如今唐蓉纵然是不想承认,却也是不得不承认,眼前这位王姑娘,绝非是自己认为的那种无根无底的江湖中人。
然而随着那缕不甘之意涌来,唐蓉却也是颇为恼怒,涟涟生恨。
自己也不是没对付过那些身份比自己高贵,出身比自己出挑的官家小姐。
虽然那些女子,是没有王珠这样子能令李从灵服软,可自己为什么不试一试?
想尽办法,找出对手柔弱之处,再狠狠一击。
唐蓉手臂虽然是痛楚,心中的恨意却也是络绎不绝。
府衙之内,王珠随李从灵来到了此处。
听到了王珠欲图借粮之事,李从灵却也是不觉轻皱眉头:“九公主,你应当知晓,此举于理不合。况且若是借出这些军粮,一旦大夏战事开启,必定会有些不是。那些灾民,是有些可怜,可是权衡利弊,也应当有所取舍。”
而李从灵这样子说着,面颊之上,却也是微微有些不屑之意了。
在他瞧来,那些寻常流民,就是应当被舍弃的弃子。
而眼前这位九公主,不过是为了赚取一些名声,故而也是来此。
却不知晓,此事若有半分差错,王珠和自己都是其罪不赦。
王珠微微一笑,瞧着眼前的男子。知晓他生性十分狠辣,并且阴沉多计。从前他替谢玄朗出谋划策,也是陷害了王家良多。
之后谢玄朗登基为帝,最初是给了他高官厚禄。可是不到五年,李从灵就获罪问斩。李从灵那时候只叫冤枉,一口咬定谢玄朗是兔死狗烹。
其实这卸磨杀驴之事放在别人的身上,还是一桩可怜可悲的事情。放在了李从灵的身上,却没什么冤枉的。

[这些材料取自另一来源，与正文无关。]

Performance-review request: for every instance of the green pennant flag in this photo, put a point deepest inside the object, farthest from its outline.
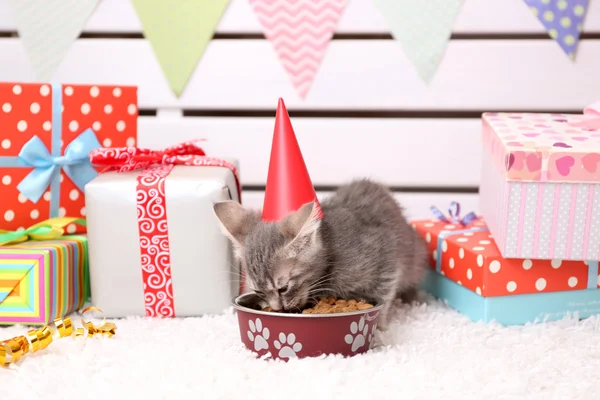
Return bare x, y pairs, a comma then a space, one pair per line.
179, 31
48, 28
423, 28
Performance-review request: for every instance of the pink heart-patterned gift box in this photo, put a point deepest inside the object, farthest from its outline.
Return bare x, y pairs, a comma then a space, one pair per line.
540, 187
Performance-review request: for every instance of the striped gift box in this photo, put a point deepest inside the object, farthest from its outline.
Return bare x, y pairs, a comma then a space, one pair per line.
540, 187
43, 280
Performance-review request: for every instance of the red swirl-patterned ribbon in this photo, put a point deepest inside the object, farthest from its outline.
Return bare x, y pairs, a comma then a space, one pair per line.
152, 210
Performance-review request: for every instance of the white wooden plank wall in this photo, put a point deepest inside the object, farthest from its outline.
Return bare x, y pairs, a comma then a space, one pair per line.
367, 114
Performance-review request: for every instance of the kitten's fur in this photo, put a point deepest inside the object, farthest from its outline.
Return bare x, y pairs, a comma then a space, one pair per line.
362, 248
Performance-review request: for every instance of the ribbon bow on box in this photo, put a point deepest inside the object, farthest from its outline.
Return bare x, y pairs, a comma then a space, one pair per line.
47, 164
123, 159
591, 118
454, 213
151, 198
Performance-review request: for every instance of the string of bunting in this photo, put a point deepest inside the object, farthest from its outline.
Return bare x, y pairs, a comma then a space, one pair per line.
12, 350
179, 31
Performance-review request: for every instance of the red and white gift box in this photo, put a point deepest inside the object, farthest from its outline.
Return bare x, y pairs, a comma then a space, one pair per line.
46, 132
540, 190
155, 245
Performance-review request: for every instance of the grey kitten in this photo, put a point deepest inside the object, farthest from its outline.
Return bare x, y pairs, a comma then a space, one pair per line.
363, 248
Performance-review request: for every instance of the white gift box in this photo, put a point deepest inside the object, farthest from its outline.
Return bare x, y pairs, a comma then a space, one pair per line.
193, 249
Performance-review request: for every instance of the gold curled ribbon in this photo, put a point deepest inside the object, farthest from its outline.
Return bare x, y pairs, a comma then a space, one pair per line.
12, 350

王珠瞧过李从灵的罪状,他为官盘剥太狠,作恶太多,实在是死不足惜。
谢玄朗固然生性凉薄,倒是容不得李从灵叫这冤枉二字。
此人能用的时候是一把利刃,可不能用的时候,却是实实在在的毒物。
而如今,王珠只觉得面对这个毒物,自己反而更容易对付一些。
倘若对方是赤诚君子,或者是愚笨胆小的人,王珠花的功夫也许会更多。
故而此时此刻,王珠既没有说什么秋粮充盈仓库之事,也没去分析大夏的局势。这些,其实都不是李从灵真正在乎的。